Let's run this on something a little harder. You'll notice that this query takes a little while to run, because remember that in the background we're sending and reading requests to and from the web: this takes time.

In [None]:
map_coordinates(frame(fetch_businesses('Gregorys Coffee')))

Still, it executes reasonably fast. The following query we're going to have to leave running for awhile.

In [None]:
starbucks = fetch_businesses('Starbucks')
map_coordinates(frame(starbucks))

## Part II: Measuring average distance

Now that we've got our fancy Starbucks map we can jump into our true end goal: measuring distances. Hold on to your seatbelts, because this is going to be a wild ride!

*Explain methodology and approach*

Ok, let's look at the actual code.

To start with, just take a quick look at [geojson.io](http://geojson.io).

Ok, so let's assume I've generates this shapefile - [here is what my attempt came out to be](https://github.com/ResidentMario/chain-incidence/blob/master/manhattan.geojson).
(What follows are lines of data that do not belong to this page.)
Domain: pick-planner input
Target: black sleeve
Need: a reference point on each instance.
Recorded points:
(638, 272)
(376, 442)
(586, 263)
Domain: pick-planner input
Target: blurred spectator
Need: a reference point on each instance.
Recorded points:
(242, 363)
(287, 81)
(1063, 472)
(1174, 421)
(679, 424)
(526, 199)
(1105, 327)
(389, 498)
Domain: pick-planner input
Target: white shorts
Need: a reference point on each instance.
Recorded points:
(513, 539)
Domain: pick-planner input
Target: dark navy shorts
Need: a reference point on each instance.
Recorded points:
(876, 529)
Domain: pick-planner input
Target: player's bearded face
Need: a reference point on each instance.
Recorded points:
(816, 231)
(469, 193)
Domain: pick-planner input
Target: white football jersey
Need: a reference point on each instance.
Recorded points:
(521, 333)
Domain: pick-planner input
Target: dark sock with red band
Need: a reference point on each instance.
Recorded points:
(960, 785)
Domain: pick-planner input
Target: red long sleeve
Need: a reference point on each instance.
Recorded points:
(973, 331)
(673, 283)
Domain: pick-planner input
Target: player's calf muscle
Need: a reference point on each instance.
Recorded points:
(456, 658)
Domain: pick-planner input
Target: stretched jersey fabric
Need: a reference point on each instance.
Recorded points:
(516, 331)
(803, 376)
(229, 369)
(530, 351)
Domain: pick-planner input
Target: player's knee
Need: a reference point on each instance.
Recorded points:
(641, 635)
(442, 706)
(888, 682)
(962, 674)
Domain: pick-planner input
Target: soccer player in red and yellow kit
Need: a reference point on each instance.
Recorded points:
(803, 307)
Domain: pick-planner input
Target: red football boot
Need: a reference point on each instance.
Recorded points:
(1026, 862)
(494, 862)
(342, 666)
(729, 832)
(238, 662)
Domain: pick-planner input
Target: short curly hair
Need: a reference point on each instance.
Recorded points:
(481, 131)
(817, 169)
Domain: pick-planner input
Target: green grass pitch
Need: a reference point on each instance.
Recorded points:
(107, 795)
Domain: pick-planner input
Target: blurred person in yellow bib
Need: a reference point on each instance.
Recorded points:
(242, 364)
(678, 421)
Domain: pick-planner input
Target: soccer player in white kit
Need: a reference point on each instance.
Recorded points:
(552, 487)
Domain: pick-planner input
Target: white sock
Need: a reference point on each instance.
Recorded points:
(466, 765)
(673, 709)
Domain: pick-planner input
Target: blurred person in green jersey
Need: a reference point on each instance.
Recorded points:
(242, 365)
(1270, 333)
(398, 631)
I then saved this file locally - if you followed the instructions at the beginning of this workshop, you will have it!

These first two methods are for loading the shapefile and dumping the result into a list of coordinates.

In [None]:
def load_geojson(filename="manhattan.geojson"):
    """
    Returns a geojson object for the given file.
    """
    with open(filename) as f:
        dat = f.read()
        obj = geojson.loads(dat)
    return obj


def load_coordinates(name):
    """
    Loads Manhattan.
    What else?
    Are you surprised?
    """
    # Encode according to our storage scheme.
    filename = name.lower().replace(' ', '_') + '.geojson'
    obj = load_geojson(filename)
    if obj['type'] == 'FeatureCollection':
        ret = []
        for feature in obj['features']:
            ret += list(geojson.utils.coords(feature))
        # return ret
    elif obj['type'] == 'Feature':
        ret = list(geojson.utils.coords(obj))
    # GeoJSON stores coordinates [Longitude, Latitude] -- the "modern" format.
    # For historical reasons, coordinates are usually represented in the format [Latitude, Longitude].
    # And this is indeed the format that the rest of the libraries used for this project expect.
    # So we need to swap the two: [Longitude, Latitude] -> [Latitude, Longitude]
    ret = [(coord[1], coord[0]) for coord in ret]
    return ret

Next up, a highly analytical point-in-polygon algorithm. This one we can treat as a black box - I never put in the time to figure out how it works, exactly, and instead just grabbed it off of elsewhere on the Internet.

In [None]:
def point_inside_polygon(x,y,poly):
    """
    Checks if a point is inside a polygon.
    Used to validate points as being inside of Manahttan.
    Borrowed from: http://www.ariel.com.au/a/python-point-int-poly.html
    
    The shapely library provides features for this and other things besides, but is too much to deal with at the moment.
    """

    n = len(poly)
    inside = False

    p1x,p1y = poly[0]
    for i in range(n+1):
        p2x,p2y = poly[i % n]
        if y > min(p1y,p2y):
            if y <= max(p1y,p2y):
                if x <= max(p1x,p2x):
                    if p1y != p2y:
                        xints = (y-p1y)*(p2x-p1x)/(p2y-p1y)+p1x
                    if p1x == p2x or x <= xints:
                        inside = not inside
        p1x,p1y = p2x,p2y

    return inside

So we have a list of coordinates which are boundaries of Manhattan and a method for checking if some random point is located in that shape. Here are the methods I use for generating a list of points which satisfy our conditions. I'll walk through these bits line-by-line.

In [None]:
def generate_sample_points(coordinate_list, n=1000):
    """
    Generates n uniformly distributed sample points within the given coordinate list.
    
    When the geometry is sufficiently complex and the list of points large this query can take a while to process.
    """
    lats, longs = list(map(lambda coords: coords[0], coordinate_list)), list(map(lambda coords: coords[1], coordinate_list))
    max_lat = max(lats)
    min_lat = min(lats)
    max_long = max(longs)
    min_long = min(longs)
    ret = []
    while True:
        p_lat = random.uniform(min_lat, max_lat)
        p_long = random.uniform(min_long, max_long)
        if point_inside_polygon(p_lat, p_long, coordinate_list):
            ret.append((p_lat, p_long))
            if len(ret) > n:
                break
        else:
            continue
    return ret


def sample_points(search_location, n=10000):
    """
    Given the name of the location being search, returns n uniformally distributed points within that location.
    
    Wraps the above.
    """
    return generate_sample_points(load_coordinates(search_location), n)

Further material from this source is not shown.